The question of whether or not Congress will repeal the HITECH Act has reemerged. Such talk likely has the effect of slowing EHR adoption and undermining the progress that has already been made through the promise of incentives.
I would like to reiterate the conclusion to which I came in a blog post a few weeks ago: EHR incentives are highly unlikely to disappear. As I previously discussed, EHR incentives are not part of Health Care Reform, they are part of the stimulus package intended to jumpstart the American economy and bring it out of recession. Further, there is strong bipartisan support for EHR adoption. In fact, encouraging EHR adoption was an integral part of the McCain/Palin platform in the 2008 presidential election. There is also strong public support for EHR adoption and use.
That all being said, individuals are weary of government programs that have big promises. The EHR incentives program is particularly worrisome given it requires providers to make major investments in HIT that may carry a capital cost that is greater than the EHR incentive. The government is asking providers to share risk rather than absorbing it entirely. If the government doesn’t deliver on its promises, then the burden of risk shifts completely to providers.

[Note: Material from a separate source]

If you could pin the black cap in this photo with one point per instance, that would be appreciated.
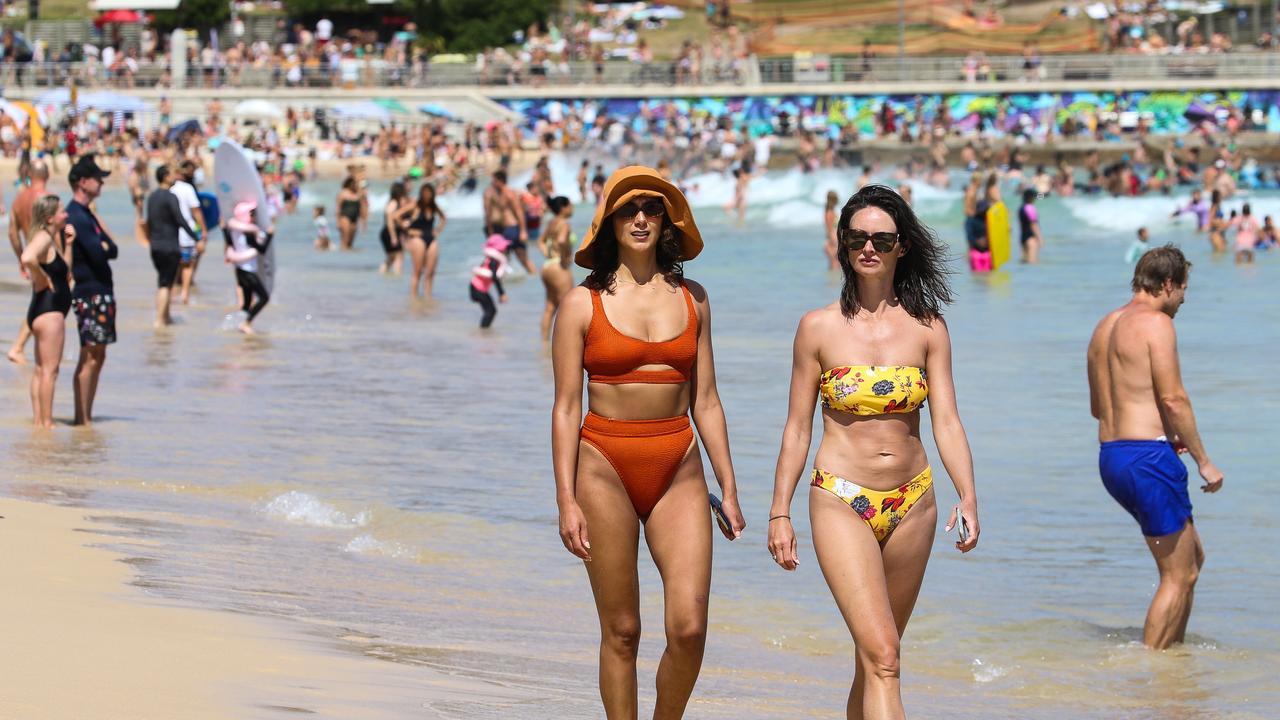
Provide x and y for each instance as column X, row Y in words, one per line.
column 86, row 168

Provider reaction to risk varies, but most providers (like most people in general) are risk adverse. There are two options to minimize risk for those who are risk-adverse:
- Delay adoption
- Lessen financial vulnerability
Delay adoption
Providers might feel comfortable delaying EHR adoption. This may give them the chance to better understand the government’s likelihood of issuing incentive payments and whether or not the incentives will be repealed. This is an understandable, yet dangerous means to reduce risk.
If EHR incentives were repealed, this would likely not occur until 2012. This means that providers could still qualify for and receive 2011 benefits (up to $18k for the Medicare program). As well, the program requirements become more difficult as time goes on. For example, providers only need to demonstrate Meaningful Use for 90 days in 2011 to qualify for incentives, but must demonstrate Meaningful Use for 365 days in 2012 to receive the same benefit. It is easier to achieve Meaningful Use in 2011 than it will be in 2012 despite the criteria remaining the same.
Lessen Financial Vulnerability
Simply put, providers can adopt a lower cost EHR. Rather than spend $40k in a single year, providers can opt for a nontraditional payment plan that minimizes risk to the provider. A physician may opt for a plan with a monthly subscription fee of $500-$1000 per provider. Assuming equal features, the ideal scenario is to reduce the monthly and annual costs to $0.
No risk with a significant benefit
Practice Fusion offers functionality that is either on par with or better than legacy EHR systems, but at no cost to providers. This translates into the perfect solution for those who are risk adverse. It ensures exceptional functionality, enables early adoption, and removes all financial vulnerability for providers.
In all likelihood, EHR incentives are here to stay. For those providers who worry that the government may not be able to deliver on their promise, Practice Fusion offers the best solution to not just minimize, but to erase risk while simultaneously maximizing payout.